In baptism God does not merely wipe our slate clean, as one removes “dirt from the body” (I Peter 3:19) but begins a new relationship with us with the power to get at the root cause of corruption.  God’s rainbow, like Christ’s baptism, represents the unbreakable promise to always be with us even as we confront the power of evil that threatens our lives and the world.  God’s gift is the power of forgiveness.

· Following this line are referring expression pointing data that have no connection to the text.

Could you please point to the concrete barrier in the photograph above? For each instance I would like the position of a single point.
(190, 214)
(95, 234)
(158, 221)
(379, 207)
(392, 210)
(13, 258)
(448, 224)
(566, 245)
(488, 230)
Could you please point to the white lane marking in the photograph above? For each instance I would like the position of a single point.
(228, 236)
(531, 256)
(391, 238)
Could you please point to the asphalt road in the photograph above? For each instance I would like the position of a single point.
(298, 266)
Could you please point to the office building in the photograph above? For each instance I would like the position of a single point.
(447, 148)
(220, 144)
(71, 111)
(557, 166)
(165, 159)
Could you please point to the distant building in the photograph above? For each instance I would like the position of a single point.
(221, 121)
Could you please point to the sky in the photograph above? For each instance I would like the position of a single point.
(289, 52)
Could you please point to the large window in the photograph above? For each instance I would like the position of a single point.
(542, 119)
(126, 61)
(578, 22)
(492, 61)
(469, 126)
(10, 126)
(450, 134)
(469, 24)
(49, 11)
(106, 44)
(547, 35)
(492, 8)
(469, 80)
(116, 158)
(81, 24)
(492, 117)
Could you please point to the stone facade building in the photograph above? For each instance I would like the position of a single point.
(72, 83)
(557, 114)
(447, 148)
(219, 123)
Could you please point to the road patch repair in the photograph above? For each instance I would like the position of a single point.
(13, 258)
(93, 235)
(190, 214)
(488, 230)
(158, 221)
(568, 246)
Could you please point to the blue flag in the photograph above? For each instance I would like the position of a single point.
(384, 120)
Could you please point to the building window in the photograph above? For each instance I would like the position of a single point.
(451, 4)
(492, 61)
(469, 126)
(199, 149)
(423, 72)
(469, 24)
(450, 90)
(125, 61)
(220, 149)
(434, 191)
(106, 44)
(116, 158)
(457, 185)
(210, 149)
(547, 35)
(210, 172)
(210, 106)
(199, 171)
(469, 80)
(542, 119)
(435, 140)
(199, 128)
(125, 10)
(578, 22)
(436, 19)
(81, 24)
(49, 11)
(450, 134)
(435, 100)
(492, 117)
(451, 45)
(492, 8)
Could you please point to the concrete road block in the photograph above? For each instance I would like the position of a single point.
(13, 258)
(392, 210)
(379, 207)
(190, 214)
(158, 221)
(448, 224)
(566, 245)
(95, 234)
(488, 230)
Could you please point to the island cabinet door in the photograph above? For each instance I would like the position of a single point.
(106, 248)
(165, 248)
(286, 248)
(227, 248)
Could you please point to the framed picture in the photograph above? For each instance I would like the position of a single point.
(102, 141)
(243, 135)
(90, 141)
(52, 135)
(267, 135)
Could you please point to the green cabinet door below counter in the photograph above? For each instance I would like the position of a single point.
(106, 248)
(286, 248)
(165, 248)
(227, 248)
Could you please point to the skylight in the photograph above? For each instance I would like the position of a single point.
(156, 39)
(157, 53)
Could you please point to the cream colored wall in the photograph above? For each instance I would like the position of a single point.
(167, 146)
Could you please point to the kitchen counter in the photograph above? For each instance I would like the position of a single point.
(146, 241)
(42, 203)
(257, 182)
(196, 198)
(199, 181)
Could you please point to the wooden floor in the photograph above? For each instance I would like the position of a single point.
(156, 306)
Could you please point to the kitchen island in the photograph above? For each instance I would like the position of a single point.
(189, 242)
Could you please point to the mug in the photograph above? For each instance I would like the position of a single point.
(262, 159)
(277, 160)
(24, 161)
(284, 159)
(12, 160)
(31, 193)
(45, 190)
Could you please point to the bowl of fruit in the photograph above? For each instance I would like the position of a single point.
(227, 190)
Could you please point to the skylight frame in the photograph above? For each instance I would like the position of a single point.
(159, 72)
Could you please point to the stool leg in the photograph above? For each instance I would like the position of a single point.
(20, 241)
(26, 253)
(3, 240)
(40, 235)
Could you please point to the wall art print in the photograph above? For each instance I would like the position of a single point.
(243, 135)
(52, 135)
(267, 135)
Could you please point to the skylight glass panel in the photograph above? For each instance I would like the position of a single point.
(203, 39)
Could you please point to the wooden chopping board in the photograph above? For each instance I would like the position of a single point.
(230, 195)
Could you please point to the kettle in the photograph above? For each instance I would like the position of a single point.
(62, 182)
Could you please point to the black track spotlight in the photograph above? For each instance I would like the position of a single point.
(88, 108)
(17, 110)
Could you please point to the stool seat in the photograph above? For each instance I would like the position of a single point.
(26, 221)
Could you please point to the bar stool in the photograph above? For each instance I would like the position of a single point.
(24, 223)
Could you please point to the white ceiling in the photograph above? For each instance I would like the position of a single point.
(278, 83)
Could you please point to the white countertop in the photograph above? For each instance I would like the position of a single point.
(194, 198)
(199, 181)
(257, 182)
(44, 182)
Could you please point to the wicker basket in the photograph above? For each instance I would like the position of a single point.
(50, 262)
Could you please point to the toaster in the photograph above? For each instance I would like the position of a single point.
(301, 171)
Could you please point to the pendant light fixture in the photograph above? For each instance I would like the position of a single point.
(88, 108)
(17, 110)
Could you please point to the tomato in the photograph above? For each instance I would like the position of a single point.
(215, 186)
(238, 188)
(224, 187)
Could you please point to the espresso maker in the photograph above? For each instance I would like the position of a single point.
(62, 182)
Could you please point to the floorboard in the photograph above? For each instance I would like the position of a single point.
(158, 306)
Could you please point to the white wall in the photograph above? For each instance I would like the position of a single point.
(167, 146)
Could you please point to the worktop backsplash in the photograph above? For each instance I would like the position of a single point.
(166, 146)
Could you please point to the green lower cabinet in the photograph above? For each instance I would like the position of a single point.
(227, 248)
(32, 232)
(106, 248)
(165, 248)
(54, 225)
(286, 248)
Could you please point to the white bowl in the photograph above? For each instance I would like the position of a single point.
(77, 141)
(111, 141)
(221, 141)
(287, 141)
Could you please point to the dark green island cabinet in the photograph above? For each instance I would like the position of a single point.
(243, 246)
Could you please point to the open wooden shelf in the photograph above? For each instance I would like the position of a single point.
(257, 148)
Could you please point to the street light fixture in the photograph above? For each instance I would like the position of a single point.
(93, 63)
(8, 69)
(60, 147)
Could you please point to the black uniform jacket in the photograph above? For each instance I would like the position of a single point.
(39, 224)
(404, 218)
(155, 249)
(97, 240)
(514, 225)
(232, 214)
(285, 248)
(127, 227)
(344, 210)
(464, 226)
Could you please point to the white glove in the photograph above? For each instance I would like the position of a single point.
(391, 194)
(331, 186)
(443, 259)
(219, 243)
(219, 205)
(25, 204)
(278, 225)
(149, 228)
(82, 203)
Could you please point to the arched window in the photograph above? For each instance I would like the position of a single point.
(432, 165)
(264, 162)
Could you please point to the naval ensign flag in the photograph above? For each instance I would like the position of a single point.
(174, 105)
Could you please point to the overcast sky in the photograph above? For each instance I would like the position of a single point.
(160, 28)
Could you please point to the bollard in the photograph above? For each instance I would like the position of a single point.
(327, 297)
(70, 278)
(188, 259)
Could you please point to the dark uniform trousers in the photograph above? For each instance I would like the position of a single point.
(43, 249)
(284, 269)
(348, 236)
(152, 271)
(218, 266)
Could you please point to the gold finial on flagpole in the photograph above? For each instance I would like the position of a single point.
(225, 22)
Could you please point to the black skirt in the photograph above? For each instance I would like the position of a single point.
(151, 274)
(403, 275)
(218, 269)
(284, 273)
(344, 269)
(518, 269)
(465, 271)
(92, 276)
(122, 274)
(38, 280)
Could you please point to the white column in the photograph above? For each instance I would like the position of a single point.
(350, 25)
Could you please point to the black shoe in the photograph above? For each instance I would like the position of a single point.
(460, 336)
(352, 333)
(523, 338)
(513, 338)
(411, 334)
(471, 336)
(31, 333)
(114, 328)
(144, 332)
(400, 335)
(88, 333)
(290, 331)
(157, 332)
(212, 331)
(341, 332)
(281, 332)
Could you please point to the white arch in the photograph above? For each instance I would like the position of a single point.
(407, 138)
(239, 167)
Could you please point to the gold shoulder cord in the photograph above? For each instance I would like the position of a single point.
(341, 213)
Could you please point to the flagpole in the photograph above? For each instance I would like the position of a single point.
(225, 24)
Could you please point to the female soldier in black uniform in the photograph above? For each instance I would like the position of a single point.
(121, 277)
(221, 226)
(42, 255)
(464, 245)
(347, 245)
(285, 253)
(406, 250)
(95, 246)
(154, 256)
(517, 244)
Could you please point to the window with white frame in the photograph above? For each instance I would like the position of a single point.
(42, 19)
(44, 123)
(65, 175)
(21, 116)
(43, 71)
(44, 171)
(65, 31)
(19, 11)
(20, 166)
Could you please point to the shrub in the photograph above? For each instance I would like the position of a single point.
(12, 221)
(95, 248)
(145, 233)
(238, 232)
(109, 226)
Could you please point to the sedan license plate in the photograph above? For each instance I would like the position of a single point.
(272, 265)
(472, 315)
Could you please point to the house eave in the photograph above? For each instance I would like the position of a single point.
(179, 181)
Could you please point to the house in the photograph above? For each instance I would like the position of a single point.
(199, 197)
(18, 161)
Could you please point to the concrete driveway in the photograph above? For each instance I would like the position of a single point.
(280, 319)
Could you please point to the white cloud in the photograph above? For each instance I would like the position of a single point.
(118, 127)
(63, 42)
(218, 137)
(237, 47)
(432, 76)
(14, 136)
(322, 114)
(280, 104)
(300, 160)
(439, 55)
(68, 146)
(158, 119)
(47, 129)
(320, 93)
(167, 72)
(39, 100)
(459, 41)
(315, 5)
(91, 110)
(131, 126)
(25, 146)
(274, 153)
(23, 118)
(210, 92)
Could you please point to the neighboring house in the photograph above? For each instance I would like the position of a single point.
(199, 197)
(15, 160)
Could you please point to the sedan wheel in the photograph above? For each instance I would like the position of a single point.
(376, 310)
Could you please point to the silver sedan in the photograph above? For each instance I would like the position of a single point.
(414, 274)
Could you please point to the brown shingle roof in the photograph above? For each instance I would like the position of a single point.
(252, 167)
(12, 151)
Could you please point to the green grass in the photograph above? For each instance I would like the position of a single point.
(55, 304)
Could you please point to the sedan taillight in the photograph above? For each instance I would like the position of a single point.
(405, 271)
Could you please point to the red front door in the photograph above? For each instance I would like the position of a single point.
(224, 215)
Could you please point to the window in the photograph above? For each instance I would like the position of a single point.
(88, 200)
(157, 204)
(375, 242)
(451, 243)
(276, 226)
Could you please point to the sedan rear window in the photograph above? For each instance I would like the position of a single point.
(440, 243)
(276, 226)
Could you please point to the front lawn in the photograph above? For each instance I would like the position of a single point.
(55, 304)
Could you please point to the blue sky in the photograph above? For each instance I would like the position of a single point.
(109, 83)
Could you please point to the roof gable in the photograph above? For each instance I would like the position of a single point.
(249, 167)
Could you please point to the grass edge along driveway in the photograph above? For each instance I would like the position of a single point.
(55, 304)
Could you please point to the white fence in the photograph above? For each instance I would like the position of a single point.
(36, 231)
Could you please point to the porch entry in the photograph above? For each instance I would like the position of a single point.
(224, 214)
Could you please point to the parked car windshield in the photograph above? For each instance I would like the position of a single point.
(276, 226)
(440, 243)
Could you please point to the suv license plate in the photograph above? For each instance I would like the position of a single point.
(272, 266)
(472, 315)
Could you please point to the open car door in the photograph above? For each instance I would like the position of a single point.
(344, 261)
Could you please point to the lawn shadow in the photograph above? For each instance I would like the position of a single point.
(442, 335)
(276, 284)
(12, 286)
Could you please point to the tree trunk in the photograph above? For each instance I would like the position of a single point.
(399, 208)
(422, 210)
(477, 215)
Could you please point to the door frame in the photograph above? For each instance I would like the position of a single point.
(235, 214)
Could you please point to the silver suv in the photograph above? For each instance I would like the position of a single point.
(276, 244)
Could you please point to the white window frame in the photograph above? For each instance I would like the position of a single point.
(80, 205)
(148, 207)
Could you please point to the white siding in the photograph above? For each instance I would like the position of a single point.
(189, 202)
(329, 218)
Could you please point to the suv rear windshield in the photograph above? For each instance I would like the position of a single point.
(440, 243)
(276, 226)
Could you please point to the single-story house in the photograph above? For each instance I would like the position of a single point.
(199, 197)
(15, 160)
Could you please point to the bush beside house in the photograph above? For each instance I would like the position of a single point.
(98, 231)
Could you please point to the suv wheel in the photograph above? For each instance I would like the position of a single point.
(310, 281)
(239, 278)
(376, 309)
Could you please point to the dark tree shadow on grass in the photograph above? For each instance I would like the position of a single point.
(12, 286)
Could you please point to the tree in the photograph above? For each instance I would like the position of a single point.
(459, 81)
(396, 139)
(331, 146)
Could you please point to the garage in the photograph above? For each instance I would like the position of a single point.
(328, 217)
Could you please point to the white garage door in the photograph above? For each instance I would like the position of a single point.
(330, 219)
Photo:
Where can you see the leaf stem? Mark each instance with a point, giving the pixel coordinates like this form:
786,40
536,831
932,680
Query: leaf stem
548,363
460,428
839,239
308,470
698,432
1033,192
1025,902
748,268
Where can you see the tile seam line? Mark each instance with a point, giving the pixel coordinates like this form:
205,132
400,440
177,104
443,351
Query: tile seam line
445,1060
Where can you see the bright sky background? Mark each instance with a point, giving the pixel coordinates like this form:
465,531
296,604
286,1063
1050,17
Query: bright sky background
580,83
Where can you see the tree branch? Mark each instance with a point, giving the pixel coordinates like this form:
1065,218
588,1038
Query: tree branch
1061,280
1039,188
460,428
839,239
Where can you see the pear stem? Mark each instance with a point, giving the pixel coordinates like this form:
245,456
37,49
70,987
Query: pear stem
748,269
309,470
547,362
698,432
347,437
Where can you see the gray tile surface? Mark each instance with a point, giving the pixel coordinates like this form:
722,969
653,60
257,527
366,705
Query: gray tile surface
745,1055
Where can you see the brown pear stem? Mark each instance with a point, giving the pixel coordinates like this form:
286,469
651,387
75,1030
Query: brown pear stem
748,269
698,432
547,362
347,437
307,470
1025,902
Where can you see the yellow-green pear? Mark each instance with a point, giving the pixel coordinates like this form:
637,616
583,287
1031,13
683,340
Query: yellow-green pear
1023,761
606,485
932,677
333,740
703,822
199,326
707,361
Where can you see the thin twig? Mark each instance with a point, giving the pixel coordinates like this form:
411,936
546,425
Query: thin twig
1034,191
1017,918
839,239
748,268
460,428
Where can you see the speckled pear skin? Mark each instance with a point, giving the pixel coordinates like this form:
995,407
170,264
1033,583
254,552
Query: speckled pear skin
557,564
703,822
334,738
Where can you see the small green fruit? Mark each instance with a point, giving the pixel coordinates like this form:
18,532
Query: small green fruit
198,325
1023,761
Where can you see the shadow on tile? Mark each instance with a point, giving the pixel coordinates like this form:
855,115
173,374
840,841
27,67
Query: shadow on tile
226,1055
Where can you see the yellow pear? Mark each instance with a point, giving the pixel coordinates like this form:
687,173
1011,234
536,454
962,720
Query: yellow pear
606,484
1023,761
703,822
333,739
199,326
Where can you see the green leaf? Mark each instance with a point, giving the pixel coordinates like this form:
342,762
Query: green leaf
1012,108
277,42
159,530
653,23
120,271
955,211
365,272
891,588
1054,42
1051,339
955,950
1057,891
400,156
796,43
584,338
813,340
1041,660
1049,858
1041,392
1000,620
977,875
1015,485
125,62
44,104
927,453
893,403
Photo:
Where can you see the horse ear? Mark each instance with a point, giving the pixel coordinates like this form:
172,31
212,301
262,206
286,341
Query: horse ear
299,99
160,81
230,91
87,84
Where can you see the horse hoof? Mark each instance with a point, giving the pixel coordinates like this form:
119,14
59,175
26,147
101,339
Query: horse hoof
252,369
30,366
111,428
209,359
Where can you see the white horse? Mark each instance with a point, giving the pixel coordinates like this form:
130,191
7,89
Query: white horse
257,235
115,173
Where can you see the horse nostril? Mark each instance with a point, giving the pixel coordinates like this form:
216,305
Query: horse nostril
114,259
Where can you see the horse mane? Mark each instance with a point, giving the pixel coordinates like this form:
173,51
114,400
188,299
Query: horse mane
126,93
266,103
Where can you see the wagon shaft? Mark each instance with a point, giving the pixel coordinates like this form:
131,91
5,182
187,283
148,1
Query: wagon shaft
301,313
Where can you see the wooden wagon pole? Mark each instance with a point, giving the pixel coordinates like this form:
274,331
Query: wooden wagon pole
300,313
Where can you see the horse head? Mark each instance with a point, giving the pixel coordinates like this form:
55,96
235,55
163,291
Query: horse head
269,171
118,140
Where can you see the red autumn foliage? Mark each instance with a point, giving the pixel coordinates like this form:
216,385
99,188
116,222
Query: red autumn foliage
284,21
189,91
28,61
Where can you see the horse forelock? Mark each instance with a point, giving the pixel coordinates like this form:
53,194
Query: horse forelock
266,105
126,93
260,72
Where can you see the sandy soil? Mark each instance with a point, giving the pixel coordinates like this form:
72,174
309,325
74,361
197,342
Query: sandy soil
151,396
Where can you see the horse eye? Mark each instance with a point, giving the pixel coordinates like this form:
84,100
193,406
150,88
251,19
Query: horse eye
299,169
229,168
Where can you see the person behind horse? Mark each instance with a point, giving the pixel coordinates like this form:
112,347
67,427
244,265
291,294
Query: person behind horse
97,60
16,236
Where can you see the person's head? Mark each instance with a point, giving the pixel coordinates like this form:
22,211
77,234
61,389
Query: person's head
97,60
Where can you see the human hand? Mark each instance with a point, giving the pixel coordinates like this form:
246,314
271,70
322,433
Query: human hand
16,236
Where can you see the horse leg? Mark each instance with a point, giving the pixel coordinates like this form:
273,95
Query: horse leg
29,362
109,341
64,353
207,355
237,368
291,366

This lent comes at a time when we most urgently need this wisdom.  In this season of Lent, we remind ourselves and each other Jesus’ story is not simply his own—it must be ours as well.  We are baptized into a death like his so that now we might share in the abundance of a life like his.

Through simple faith practices we hope and pray that this Lent ushers in God’s peaceable kingdom from the very center of our lives: our homes, families, and friends.  You are vessels of God’s spirit.  You are children of light.  We are called and equipped to re-kindle the warmth of community and bless all our neighbors, including every child in every home, with the gift of streets to live in without fear. Jesus has shown us the way we do this is through love.